Train use would be even higher if capacity problems weren’t holding systems back, officials said. Lack of available parking is restricting growth, and so is size of trains.
“The problem we have now is not having enough cars on our trains,” said Temecula City Councilman Ron Roberts, referring to Metrolink. “People are standing up all the way.” He said Metrolink is trying to buy additional cars from a Seattle rail line that has a surplus of them.
Metrolink operates several commuter lines linking outlying areas with coastal job markets, including one from Riverside to downtown Los Angeles and another from Riverside, through Corona, to Orange County.
Roberts said Metrolink plans to push 18 miles south of Riverside to Interstate 215 and Highway 74, in Perris, by 2006 or 2007.
Roberts sits on the Metrolink board of directors and serves as president of the Southern California association’s Regional Council, which is composed of 76 officials from the six counties. He said efforts are under way to add a seat representing the Indian tribes of Riverside and San Bernardino counties.
To address passenger railroads’ parking problem, Culp said, plans are being laid to add stalls at maxed-out stations such as Oceanside and Irvine.
Plans also have been laid to raise rail’s profile.
The Southern California association is proposing to build a 275-mile system of elevated trains crisscrossing Riverside, Orange, Los Angeles and San Bernardino counties. The first line would open between downtown Los Angeles and Ontario International Airport in 2018.
The trains would operate by magnetic levitation —- maglev —- rather than wheels on steel rails. Powerful electric magnets would propel trains on a cushion of air at speeds up to 240 mph.
Rich Macias, association manager of transportation planning, said the system is a central feature of the agency’s 2004 regional transportation plan, adopted in April. That plan also aims to cap airline traffic at Los Angeles International Airport at 78 million passengers a year —- it’s 55 million now —- and spread air travelers among outlying airports such as Ontario, Palmdale and Palm Springs.
Macias said speedy maglev trains would connect the dots on the map that represent those airports.
One of those dots is March Air Reserve Base in western Riverside County. The association is aiming for March to handle 8 million of the 170 million passengers anticipated in Southern California north of San Diego County in 2030. San Diego County officials also have eyed March as a potential outlet for its growing air traffic. But neighborhood opposition is organizing against a March passenger airport.
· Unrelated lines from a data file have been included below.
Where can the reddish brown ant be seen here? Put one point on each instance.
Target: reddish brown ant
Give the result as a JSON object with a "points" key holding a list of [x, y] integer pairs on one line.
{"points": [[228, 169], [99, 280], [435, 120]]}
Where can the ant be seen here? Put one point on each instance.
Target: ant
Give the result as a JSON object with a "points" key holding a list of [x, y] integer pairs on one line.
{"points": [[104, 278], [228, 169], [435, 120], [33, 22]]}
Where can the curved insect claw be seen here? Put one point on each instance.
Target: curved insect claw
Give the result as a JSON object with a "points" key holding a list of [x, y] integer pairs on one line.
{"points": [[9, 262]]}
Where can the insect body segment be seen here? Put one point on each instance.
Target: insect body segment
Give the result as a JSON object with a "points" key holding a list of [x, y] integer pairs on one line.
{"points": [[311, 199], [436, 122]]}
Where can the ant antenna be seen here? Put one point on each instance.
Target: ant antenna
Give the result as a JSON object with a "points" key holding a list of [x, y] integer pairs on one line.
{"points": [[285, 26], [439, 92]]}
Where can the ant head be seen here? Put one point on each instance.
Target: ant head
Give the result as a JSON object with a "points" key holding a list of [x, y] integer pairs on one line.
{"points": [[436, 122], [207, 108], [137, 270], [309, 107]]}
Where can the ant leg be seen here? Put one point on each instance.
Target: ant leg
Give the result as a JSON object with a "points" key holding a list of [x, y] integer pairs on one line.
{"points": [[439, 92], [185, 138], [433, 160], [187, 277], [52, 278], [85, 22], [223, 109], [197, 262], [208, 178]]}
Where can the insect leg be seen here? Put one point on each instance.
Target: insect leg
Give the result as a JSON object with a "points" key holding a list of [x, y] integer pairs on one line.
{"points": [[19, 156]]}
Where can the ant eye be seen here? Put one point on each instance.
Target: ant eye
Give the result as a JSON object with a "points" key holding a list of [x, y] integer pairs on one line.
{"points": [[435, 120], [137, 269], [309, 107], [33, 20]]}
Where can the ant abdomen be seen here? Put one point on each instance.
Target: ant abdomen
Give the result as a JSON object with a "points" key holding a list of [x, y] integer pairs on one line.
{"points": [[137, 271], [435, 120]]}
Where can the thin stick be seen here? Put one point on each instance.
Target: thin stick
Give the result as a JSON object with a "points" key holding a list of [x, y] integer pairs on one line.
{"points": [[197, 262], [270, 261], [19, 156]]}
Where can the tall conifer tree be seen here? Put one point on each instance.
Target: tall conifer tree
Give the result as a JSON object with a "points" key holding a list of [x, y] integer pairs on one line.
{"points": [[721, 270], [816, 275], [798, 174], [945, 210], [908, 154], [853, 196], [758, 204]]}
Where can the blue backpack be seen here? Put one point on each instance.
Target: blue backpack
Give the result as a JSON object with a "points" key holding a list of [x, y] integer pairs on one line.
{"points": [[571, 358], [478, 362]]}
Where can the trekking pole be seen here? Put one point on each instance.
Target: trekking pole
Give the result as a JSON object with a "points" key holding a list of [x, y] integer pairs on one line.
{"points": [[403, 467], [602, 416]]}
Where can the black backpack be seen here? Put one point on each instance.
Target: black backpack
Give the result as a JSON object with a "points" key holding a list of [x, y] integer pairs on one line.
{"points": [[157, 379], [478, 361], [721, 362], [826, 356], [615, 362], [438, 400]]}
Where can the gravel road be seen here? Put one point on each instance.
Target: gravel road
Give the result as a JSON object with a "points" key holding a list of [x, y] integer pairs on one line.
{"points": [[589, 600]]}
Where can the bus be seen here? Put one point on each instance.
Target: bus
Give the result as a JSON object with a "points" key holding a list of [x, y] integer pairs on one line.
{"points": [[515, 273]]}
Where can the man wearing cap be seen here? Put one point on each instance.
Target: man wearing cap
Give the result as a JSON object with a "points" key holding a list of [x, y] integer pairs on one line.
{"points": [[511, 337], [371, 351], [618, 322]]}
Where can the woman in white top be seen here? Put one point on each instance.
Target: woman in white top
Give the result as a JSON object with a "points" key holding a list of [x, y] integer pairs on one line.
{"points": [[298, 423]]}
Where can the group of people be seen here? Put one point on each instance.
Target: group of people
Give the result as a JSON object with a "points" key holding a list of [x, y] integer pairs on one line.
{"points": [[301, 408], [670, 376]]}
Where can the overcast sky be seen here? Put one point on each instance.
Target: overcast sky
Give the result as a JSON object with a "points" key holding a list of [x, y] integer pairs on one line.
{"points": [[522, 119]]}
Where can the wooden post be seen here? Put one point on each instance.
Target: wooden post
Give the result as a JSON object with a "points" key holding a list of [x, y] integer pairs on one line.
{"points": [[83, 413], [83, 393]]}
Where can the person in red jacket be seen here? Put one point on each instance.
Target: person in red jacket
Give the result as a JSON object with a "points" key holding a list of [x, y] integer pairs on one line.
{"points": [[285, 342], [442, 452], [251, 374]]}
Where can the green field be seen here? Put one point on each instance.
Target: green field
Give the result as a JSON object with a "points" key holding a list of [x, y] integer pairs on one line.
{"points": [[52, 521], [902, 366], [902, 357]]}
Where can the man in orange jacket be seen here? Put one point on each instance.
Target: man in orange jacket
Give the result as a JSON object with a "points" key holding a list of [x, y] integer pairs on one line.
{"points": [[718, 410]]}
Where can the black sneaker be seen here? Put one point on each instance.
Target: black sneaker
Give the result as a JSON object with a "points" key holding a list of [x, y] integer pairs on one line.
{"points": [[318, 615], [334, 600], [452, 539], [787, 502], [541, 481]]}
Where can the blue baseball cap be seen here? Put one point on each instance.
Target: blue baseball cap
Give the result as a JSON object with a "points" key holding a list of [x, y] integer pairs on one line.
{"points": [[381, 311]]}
“Everyone wants to fly, but no one wants an airport in their back yard,” said Ventura County Supervisor Judy Mikels.
If it doubles over the next quarter-century as projected, air traffic would grow even faster than population. Twenty million people live in the seven major Southern California counties —- including Riverside and San Diego —- and 26 million are expected by 2030.
Riverside County is predicted to grow faster than all other large counties, topping 3 million as house shoppers continue to seek relief from the sticker shock of San Diego and Orange counties’ markets —- and a big back yard.
“People are moving here not just to save money, they are moving here to mow the lawn,” said Lake Elsinore Mayor Thomas Buckley.